Details of cell line establishment and mutation analysis of NCI-Meso16, NCI-Meso17, NCI-Meso18, NCI-Meso19 and NCI-Meso21 were previously reported ³⁰. In the present study, we have established five additional primary patient-derived mesothelioma cell lines. BAP1 mutational analysis was carried out on all ten cell lines using the Oncomine Comprehensive Assay v3M on the Ion S5™ XL platform. All 10 cases were found to have inactivating mutations and/or copy number (CN) abnormalities in the BAP1 gene (Table 1). Two cell lines (NCI-Meso41 and NCI-Meso63) harbored homozygous copy number loss. NCI-Meso18 had partial homozygous loss for the majority of the gene with single copy loss at the 5’-end of the gene encoding exons 1–7. Interestingly, this retained segment encoding the N-terminal UCH domain of the protein.

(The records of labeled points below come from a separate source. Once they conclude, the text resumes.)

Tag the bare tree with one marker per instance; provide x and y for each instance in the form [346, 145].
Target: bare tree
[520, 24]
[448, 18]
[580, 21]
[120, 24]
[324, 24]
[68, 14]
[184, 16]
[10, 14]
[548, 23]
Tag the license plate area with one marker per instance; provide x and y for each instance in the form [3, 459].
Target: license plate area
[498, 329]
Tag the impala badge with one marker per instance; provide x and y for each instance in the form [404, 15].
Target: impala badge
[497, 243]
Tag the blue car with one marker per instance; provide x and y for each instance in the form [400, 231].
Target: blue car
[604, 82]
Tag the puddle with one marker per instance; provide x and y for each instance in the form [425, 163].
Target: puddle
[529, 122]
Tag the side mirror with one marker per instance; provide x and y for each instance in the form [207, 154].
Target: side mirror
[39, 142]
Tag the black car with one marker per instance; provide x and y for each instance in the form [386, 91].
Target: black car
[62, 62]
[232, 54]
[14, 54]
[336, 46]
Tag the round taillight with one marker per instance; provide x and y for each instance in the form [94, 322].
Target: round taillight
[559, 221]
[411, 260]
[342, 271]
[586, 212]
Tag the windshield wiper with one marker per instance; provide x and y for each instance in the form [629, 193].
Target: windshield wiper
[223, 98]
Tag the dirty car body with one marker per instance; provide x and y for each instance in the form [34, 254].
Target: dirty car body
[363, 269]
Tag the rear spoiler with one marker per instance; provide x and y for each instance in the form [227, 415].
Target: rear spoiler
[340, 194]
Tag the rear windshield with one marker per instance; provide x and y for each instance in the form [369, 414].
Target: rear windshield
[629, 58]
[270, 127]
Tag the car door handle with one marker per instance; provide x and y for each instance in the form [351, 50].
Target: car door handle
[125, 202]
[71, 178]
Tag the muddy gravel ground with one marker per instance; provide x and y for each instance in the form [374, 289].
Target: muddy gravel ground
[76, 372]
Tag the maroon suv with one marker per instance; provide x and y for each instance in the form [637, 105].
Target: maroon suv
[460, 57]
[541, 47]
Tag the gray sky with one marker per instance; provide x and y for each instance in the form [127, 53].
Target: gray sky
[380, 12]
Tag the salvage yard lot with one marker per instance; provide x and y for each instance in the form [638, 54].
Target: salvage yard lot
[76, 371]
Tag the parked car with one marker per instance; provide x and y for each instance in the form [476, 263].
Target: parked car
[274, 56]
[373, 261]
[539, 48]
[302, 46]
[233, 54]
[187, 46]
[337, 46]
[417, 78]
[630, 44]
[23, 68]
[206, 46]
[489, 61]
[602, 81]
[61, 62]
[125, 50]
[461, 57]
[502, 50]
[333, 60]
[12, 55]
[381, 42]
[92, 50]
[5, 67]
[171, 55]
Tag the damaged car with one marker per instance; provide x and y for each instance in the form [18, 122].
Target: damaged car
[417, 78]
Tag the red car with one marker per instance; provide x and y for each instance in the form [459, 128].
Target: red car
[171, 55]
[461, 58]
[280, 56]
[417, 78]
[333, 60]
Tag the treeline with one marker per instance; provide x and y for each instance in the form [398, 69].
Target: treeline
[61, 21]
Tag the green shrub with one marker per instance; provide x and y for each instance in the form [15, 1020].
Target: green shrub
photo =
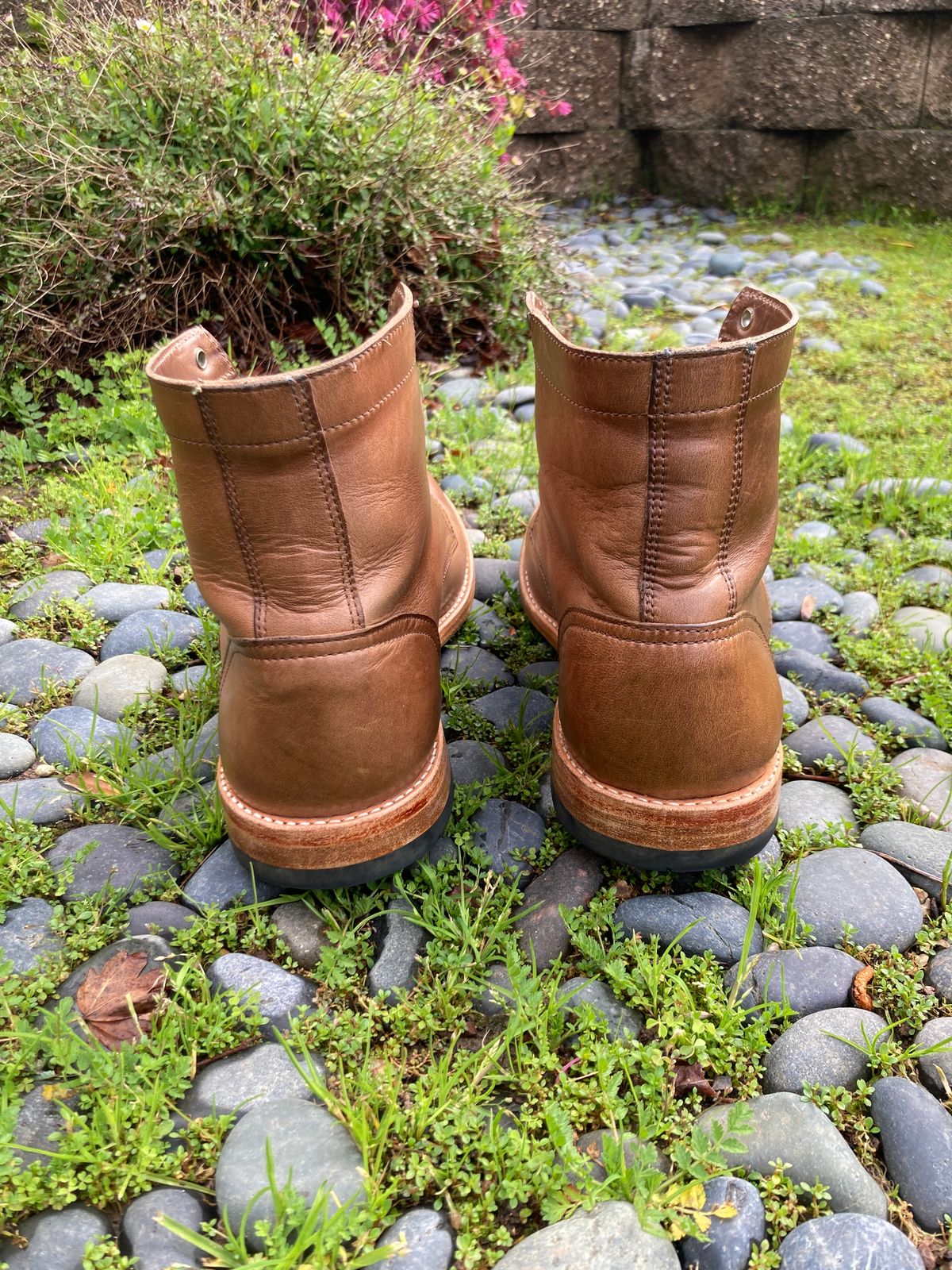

NCI-Meso19 had a calculated CN of 1.18, consistent with loss of heterozygosity (LOH)/single copy BAP1 loss. In our previous study, NCI-Meso19 was identified as BAP1 wild- type (WT) by Sanger sequencing ³⁰. In NCI-Meso44, an ambiguous CN of 0.61 was called possibly indicating coexisting subclones with both single-copy loss and homozygous BAP1 loss. Intra-tumoral heterogenicity and polyclonality in mesothelioma has been reported in several studies^{18, 37}. Further analysis at the single cell level may help to understand the ambiguous result in this case. A sixth cell line, NCI-Meso21 was found to have an inactivating mutation at an allele fraction of 100% and LOH (copy number of 1). Two cell lines, NCI-Meso17 and NCI-Meso29, had BAP1 inactivating mutations at variant allele fractions of 100% and 96% with CNs of 2, most likely representing copy number neutral LOH events. Inactivating mutations were detected in NCI-Meso16 and NCI-Meso52 at variant allele fractions of 49% and 63% with copy numbers 1.7 and 2 respectively, consistent with these variants being heterozygous.

Table 1.

Genomic characterization of BAP1 in patient-derived mesothelioma cell lines using Next Generation Sequencing (NGS), Oncomine platform.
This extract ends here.